As things get colder, keep in mind that For All Things Good isn’t purchasing heat lamps for its seven outdoor tables. Diaz said that the restaurant is instead putting money toward a liquor license application; it might also debut a larger streetside seating area in the spring.

Sunnyside up egg sits atop an avocado memela on a white plate
Avocado memela with a sunny-side up egg

The lack of traditional comforts or indulgences — things that might encourage folks to linger — might not be the worst strategy as fall turns to winter.

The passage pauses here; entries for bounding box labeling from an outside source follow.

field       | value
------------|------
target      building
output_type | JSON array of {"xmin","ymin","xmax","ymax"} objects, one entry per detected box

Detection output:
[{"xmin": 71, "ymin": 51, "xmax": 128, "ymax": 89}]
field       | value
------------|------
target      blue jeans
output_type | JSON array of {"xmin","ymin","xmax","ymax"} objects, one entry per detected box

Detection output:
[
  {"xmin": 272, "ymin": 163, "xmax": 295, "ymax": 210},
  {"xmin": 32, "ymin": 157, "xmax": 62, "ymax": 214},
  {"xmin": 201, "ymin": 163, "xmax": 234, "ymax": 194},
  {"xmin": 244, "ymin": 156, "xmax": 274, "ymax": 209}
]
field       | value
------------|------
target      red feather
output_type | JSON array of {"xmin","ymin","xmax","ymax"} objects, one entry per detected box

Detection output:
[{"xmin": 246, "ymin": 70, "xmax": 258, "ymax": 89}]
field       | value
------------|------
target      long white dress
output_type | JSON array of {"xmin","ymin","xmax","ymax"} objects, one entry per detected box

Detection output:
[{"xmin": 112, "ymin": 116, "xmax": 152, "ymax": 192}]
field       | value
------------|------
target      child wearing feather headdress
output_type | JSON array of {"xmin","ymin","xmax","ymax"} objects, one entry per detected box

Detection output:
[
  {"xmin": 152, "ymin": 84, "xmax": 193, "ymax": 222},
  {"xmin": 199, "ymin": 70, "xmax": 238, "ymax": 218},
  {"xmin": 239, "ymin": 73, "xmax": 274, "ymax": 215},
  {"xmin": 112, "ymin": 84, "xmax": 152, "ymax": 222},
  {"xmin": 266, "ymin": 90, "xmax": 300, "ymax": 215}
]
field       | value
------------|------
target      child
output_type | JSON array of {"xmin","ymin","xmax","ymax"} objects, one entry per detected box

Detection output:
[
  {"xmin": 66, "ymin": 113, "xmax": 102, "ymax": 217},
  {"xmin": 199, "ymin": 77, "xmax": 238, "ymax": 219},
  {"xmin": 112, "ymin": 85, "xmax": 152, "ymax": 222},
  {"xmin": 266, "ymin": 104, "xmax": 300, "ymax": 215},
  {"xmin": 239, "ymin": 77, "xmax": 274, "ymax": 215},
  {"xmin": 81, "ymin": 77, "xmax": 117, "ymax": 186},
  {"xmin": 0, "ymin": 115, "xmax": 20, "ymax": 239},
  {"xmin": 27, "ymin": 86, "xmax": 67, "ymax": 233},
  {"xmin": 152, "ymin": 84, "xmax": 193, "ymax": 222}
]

While COVID-19 cases tick up throughout the city, certain high-profile establishments are trying to make dining out as close to the pre-pandemic experience as possible for their moneyed clientele, with the only real disruption being the state requirement to wear a mask while walking to the restroom.

By contrast, a class of leaner and younger operators, be it the Thai Diner crew, the Bolivian Llama Party brothers, the Very Fresh Noodles guys, and the For All Good Things team are tweaking the business model of dining out to ensure that things are safer and fairer for their own staffers, even if it means making things a bit more inconvenient for customers. Sometimes that means ordering via QR codes. Sometimes it means outdoor-only dining. Sometimes it means takeout-only. Either way, these are the types of boundary-pushing venues that many seem more interested in patronizing than some generic Manhattan spot that continues to sell cod on nice plates for $39.

And really, a nice hot cup of atole will keep you warmer than a heat lamp.